UBS has agreed to pay $12 million (£7.5 million) to US regulator the Financial Industry Regulatory Authority (FINRA), to settle serious accusations that its securities information systems were significantly flawed.
The news comes as ex-UBS trader Kweku Adoboli prepares for a plea hearing on alleged rogue trading that led to the bank losing £1.3 billion. Yesterday, UBS admitted that some key internal controls were not in place at the time.
FINRA, which regulates share trading firms, said that in incidents separate from the alleged rogue trading the Swiss bank had failed to properly conduct and supervise short selling, under a regulation known as Reg SHO.
Short selling relies on the sale of securities a company does not yet own. UBS's apparent failures meant millions of short sale orders were mismarked or placed on the market without reasonable grounds to believe the shares could be borrowed and delivered.
Requiring firms to obtain and document this "locate" information before the short sale occurs reduces the number of potential failures to deliver a sale, FINRA said.
The regulator said UBS's supervisory system regarding locates and the marking of sale orders was "significantly flawed". It added that the problem "resulted in a systemic supervisory failure that contributed to serious Reg SHO failures across its equities trading business".

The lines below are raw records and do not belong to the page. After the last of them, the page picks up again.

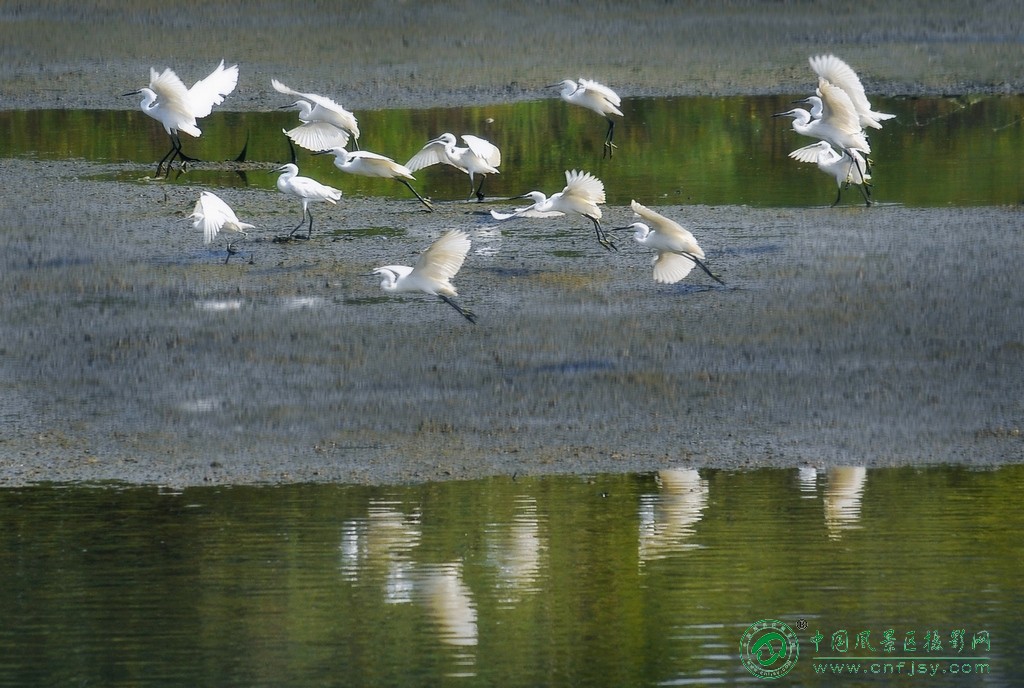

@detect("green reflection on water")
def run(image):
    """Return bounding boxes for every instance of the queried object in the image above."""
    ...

[0,466,1021,687]
[2,95,1022,207]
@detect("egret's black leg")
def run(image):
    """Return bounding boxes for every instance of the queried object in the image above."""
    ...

[857,182,872,207]
[439,295,477,324]
[685,254,726,285]
[474,175,487,202]
[288,209,308,237]
[603,118,617,158]
[398,179,434,211]
[831,185,843,207]
[224,242,239,265]
[588,215,617,251]
[846,150,872,207]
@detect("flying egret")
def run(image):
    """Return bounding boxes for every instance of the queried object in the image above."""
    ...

[502,169,615,251]
[372,230,477,324]
[405,133,501,201]
[124,60,239,176]
[272,78,360,151]
[809,54,895,130]
[189,191,254,264]
[315,146,434,211]
[272,163,342,239]
[552,78,623,155]
[613,200,724,285]
[788,140,872,207]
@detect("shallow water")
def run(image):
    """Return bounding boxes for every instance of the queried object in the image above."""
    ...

[0,466,1020,687]
[2,95,1022,207]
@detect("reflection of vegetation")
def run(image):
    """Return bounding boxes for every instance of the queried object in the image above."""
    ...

[2,95,1022,206]
[1,465,1022,685]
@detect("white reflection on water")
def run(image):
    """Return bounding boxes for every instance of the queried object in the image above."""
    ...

[421,562,479,648]
[338,499,422,604]
[639,468,710,562]
[823,466,867,538]
[487,494,545,602]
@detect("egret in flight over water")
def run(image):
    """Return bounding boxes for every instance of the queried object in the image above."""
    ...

[190,191,254,264]
[373,230,477,323]
[788,140,872,207]
[405,133,501,201]
[552,78,623,156]
[808,54,895,130]
[272,78,360,151]
[499,169,615,251]
[124,60,238,176]
[315,146,434,211]
[614,200,724,285]
[272,163,342,239]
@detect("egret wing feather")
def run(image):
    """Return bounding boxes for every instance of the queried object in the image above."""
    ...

[788,141,833,164]
[187,60,238,118]
[652,252,697,284]
[406,140,459,172]
[148,67,198,135]
[461,135,501,167]
[817,78,866,141]
[412,230,471,286]
[284,122,351,152]
[562,169,606,204]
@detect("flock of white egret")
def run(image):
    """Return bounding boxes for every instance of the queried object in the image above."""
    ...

[127,54,887,322]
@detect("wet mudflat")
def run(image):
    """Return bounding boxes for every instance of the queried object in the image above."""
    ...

[1,1,1023,485]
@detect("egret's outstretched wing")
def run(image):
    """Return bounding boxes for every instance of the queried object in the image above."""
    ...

[148,67,195,128]
[629,200,684,235]
[412,230,471,285]
[578,78,622,108]
[809,54,894,128]
[490,206,564,220]
[788,141,832,164]
[406,140,455,172]
[187,60,238,118]
[816,78,863,138]
[272,78,360,137]
[191,191,253,244]
[461,135,501,167]
[562,169,606,204]
[283,122,351,151]
[652,252,697,284]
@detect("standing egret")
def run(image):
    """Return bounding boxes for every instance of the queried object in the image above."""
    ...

[552,78,623,155]
[124,60,239,176]
[189,191,254,264]
[272,163,342,239]
[405,133,501,201]
[502,169,615,251]
[613,200,724,285]
[788,140,872,207]
[315,147,434,211]
[272,78,360,151]
[373,230,477,324]
[809,54,895,130]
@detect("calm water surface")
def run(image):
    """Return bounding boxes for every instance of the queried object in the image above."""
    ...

[2,95,1022,207]
[1,466,1021,687]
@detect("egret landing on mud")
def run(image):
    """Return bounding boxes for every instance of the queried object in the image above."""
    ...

[613,200,724,285]
[788,140,872,207]
[501,169,615,251]
[405,133,500,202]
[124,60,238,176]
[272,163,342,240]
[373,230,477,323]
[190,191,254,264]
[315,147,433,211]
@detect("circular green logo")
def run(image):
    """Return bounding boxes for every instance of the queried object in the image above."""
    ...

[739,619,800,680]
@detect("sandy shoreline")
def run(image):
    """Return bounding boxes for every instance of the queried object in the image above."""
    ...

[1,1,1023,486]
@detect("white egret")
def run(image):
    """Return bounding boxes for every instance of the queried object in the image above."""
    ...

[809,54,895,130]
[124,60,239,176]
[315,146,434,211]
[774,79,870,155]
[502,169,615,251]
[272,163,342,239]
[613,200,723,285]
[372,230,477,323]
[552,78,623,155]
[272,78,360,151]
[189,191,254,264]
[405,133,501,201]
[788,140,872,207]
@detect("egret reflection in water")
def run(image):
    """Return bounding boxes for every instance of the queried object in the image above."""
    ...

[638,468,711,562]
[823,466,868,538]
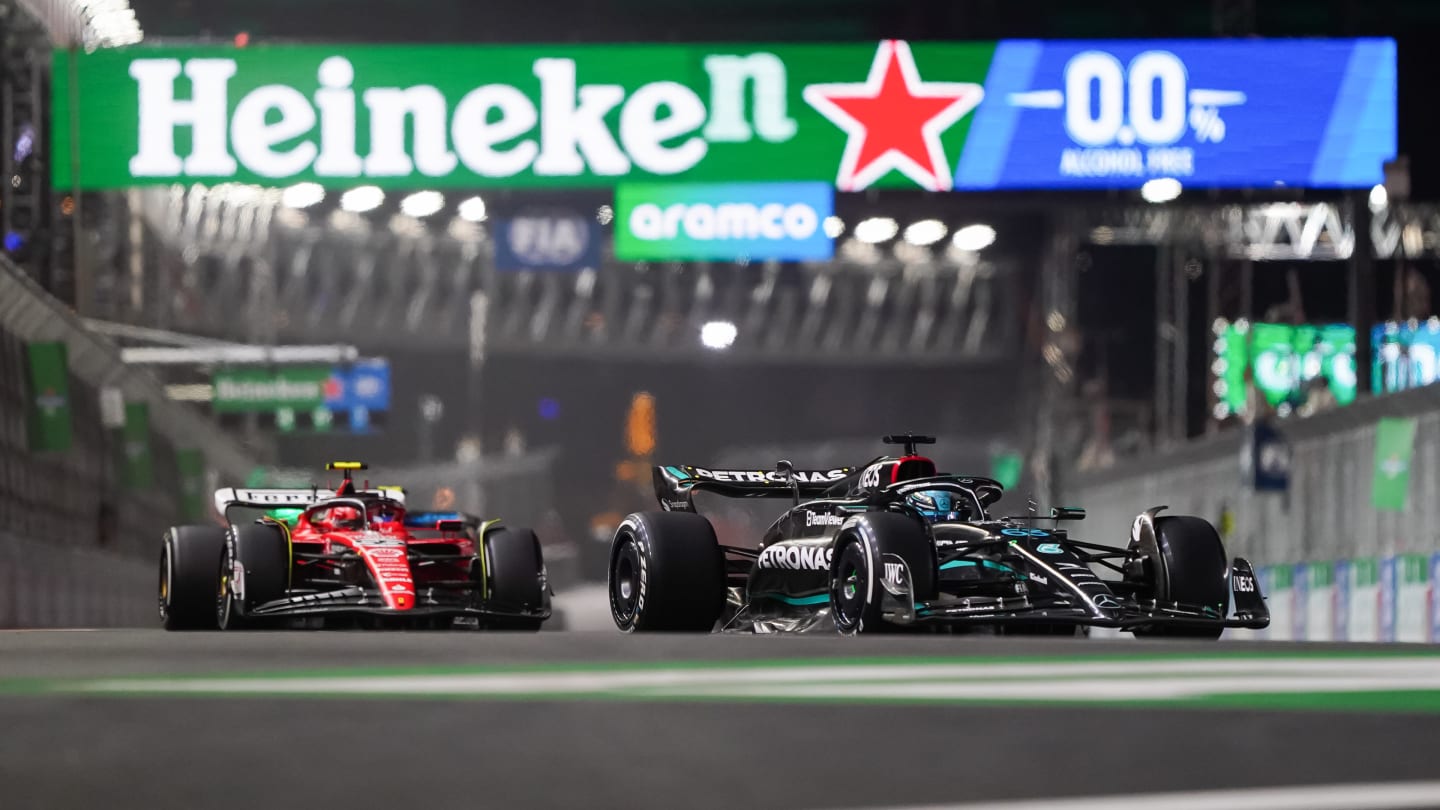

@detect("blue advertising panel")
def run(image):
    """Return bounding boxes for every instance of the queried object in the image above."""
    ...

[1379,554,1398,643]
[954,38,1396,190]
[494,214,602,271]
[324,359,391,412]
[1431,553,1440,644]
[1374,321,1440,394]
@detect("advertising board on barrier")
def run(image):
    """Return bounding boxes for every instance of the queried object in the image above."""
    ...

[615,181,833,261]
[1396,553,1428,643]
[1334,559,1351,641]
[1350,557,1380,642]
[1431,554,1440,644]
[212,360,390,415]
[54,38,1395,191]
[494,214,601,271]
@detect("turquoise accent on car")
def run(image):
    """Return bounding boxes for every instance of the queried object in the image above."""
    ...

[940,559,1024,576]
[753,592,830,606]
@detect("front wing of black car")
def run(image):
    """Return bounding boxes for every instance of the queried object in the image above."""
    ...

[878,554,1270,632]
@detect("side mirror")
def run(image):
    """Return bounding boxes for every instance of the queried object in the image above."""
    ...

[1050,506,1086,521]
[436,519,465,533]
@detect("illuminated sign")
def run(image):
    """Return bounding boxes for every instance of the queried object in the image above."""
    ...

[1214,323,1356,418]
[54,39,1395,191]
[955,39,1396,189]
[615,181,832,261]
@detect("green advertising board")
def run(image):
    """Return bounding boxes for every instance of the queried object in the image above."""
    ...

[1372,416,1417,511]
[54,42,993,191]
[176,448,206,521]
[120,402,153,490]
[1213,322,1356,417]
[24,341,72,452]
[212,366,332,413]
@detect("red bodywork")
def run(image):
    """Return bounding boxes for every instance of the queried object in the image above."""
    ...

[288,500,477,611]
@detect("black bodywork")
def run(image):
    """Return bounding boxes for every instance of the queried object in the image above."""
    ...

[651,436,1269,635]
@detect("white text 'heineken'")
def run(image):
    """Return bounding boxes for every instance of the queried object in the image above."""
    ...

[128,54,798,180]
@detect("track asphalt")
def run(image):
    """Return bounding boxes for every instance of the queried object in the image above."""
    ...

[3,630,1439,809]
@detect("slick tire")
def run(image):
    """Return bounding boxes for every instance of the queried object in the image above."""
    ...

[830,513,936,635]
[609,512,725,633]
[1133,515,1229,640]
[217,523,289,631]
[483,527,547,631]
[159,526,227,631]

UBS had placed millions of short sale orders to the market without locates, including in securities "that were known to be hard to borrow", FINRA said.
"These locate violations extended to numerous trading systems, desks, accounts and strategies, and impacted UBS' technology, operations, and supervisory systems and procedures."
Additionally, UBS mismarked short sales as long, and made other deficient marking decisions, FINRA said.
"Firms must ensure their trading and supervisory systems are designed to prevent the release of short sale orders without valid locates, and properly mark sale orders, in order to prevent potentially abusive naked short selling," said Brad Bennett, FINRA executive VP. "The duration, scope and volume of UBS' locate and order-marking violations created a potential for harm to the integrity of the market."
Many of the problems were not uncovered until FINRA's investigation led UBS to substantially review its systems and monitoring, the regulator said.
In making the settlement, UBS neither admitted nor denied the charges, but accepted the problem being recorded. It said it was "pleased to have resolved this matter", adding that the issues have been "remediated".